We will now utilise the new statistical distribution classes with a simple random number generator in order to output statistical values:

#include "statistics.h"
#include <iostream>
#include <vector>

int main(int argc, char **argv) {

// Create the Standard Normal Distribution and random draw vectors
StandardNormalDistribution snd;
std::vector<double> uniform_draws(20, 0.0);
std::vector<double> normal_draws(20, 0.0);

// Simple random number generation method based on RAND
for (int i=0; i<uniform_draws.size(); i++) {
uniform_draws[i] = rand() / static_cast<double>(RAND_MAX);
}

// Create standard normal random draws
// Notice that the uniform draws are unaffected.

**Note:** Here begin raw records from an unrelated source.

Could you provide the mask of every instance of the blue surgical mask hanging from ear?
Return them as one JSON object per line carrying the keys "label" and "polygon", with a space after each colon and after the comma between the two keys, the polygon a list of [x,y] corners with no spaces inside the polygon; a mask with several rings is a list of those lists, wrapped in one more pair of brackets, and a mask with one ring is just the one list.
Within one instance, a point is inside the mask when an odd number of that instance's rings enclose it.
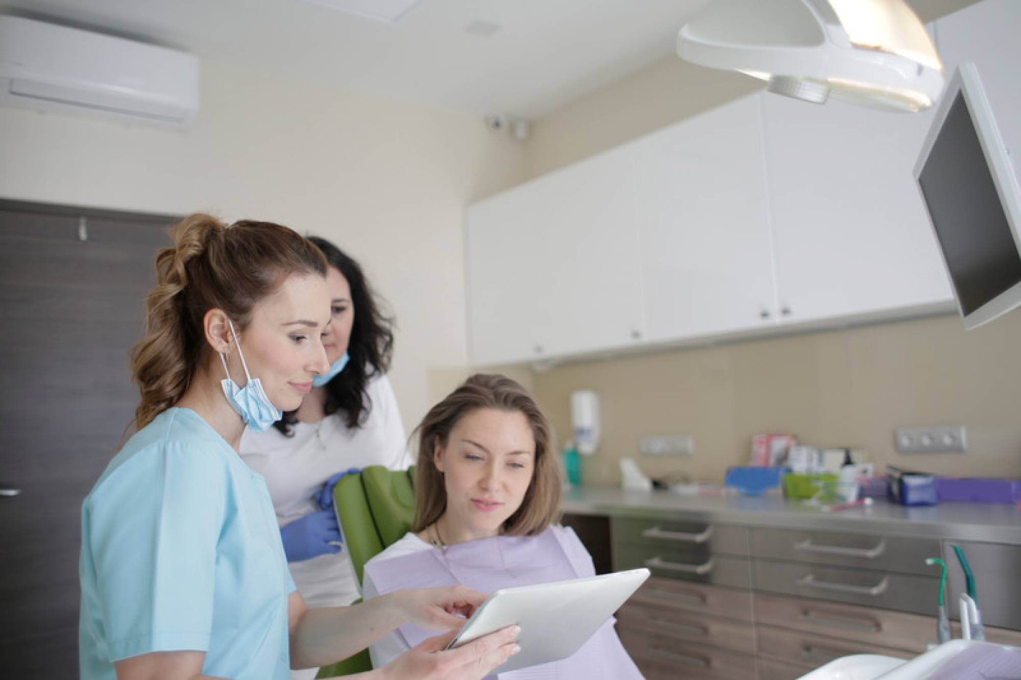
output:
{"label": "blue surgical mask hanging from ear", "polygon": [[262,389],[262,381],[258,378],[252,379],[251,374],[248,373],[248,365],[245,362],[244,352],[241,351],[241,342],[234,330],[234,323],[230,319],[227,320],[227,323],[231,325],[231,335],[234,336],[234,342],[238,345],[238,356],[241,357],[241,366],[245,369],[245,378],[248,379],[248,382],[245,383],[244,387],[238,387],[238,384],[231,379],[231,371],[227,368],[227,358],[224,357],[223,352],[220,352],[220,360],[224,362],[224,372],[227,373],[227,378],[220,381],[224,388],[224,396],[253,432],[265,432],[274,423],[284,417],[284,412],[270,401],[265,390]]}
{"label": "blue surgical mask hanging from ear", "polygon": [[341,356],[339,359],[333,362],[333,366],[330,367],[329,371],[324,373],[322,376],[315,376],[312,378],[312,385],[314,385],[315,387],[323,387],[331,380],[336,378],[337,374],[343,371],[344,367],[347,366],[347,361],[349,358],[350,357],[347,355],[347,352],[345,351],[343,356]]}

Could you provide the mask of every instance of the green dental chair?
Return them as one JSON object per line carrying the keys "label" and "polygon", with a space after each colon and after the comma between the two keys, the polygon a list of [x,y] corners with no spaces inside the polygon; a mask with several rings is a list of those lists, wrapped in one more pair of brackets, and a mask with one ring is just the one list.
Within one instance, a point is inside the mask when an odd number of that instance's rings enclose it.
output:
{"label": "green dental chair", "polygon": [[[342,477],[333,489],[333,503],[344,535],[344,548],[351,557],[354,575],[361,583],[366,563],[401,538],[415,519],[415,466],[408,470],[366,468]],[[333,678],[373,670],[369,650],[320,669],[317,678]]]}

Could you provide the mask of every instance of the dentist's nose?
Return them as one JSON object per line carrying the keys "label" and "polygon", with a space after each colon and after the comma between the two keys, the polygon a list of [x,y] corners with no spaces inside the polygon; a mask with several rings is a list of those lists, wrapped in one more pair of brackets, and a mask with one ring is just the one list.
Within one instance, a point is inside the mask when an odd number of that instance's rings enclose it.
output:
{"label": "dentist's nose", "polygon": [[330,359],[326,356],[326,347],[323,346],[323,340],[319,341],[319,349],[315,351],[315,357],[312,361],[311,370],[318,375],[323,375],[330,370]]}

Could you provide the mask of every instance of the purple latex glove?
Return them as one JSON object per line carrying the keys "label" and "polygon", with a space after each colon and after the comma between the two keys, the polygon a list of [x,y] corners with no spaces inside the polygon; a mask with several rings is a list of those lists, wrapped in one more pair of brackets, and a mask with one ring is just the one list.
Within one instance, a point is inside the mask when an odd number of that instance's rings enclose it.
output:
{"label": "purple latex glove", "polygon": [[333,509],[306,515],[280,530],[287,562],[304,562],[340,552],[340,526]]}
{"label": "purple latex glove", "polygon": [[361,472],[360,468],[348,468],[347,470],[339,472],[328,479],[323,488],[312,494],[315,496],[315,500],[319,501],[320,507],[323,509],[333,509],[333,487],[337,486],[337,482],[339,482],[342,477],[356,475],[359,472]]}

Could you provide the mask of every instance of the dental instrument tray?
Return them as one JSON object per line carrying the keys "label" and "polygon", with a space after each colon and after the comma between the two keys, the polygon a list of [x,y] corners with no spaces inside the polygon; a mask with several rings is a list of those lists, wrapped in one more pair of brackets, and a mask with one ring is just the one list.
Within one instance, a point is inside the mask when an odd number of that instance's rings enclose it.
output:
{"label": "dental instrument tray", "polygon": [[506,626],[521,626],[521,651],[493,674],[567,659],[576,652],[648,578],[647,569],[501,588],[461,626],[447,648]]}

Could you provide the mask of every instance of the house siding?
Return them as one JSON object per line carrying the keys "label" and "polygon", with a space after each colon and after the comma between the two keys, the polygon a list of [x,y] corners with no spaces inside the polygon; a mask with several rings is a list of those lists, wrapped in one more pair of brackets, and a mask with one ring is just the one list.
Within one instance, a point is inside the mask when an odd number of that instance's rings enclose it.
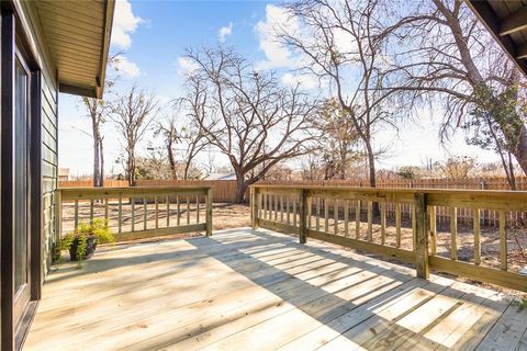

We have separated
// out the uniform creation from the normal draw creation, which
// will allow us to create sophisticated random number generators
// without interfering with the statistical classes
snd.random_draws(uniform_draws, normal_draws);

// Output the values of the standard normal random draws
for (int i=0; i<normal_draws.size(); i++) {
std::cout << normal_draws[i] << std::endl;
}

return 0;
}

The output from the program is as follows (a sequence of normally distributed random variables):

3.56692
3.28529
0.192324
-0.723522
1.10093
0.217484
-2.22963
-1.06868
-0.35082
0.806425
-0.168485
-1.3742
0.131154
0.59425
-0.449029
-2.37823
0.0431789
0.891999
0.564585
1.26432

Now that we have set up the inheritance hierarchy, in later articles we will construct additional (continuous) statistical distributions, such as the log-normal distribution, the gamma distribution and the chi-square distribution.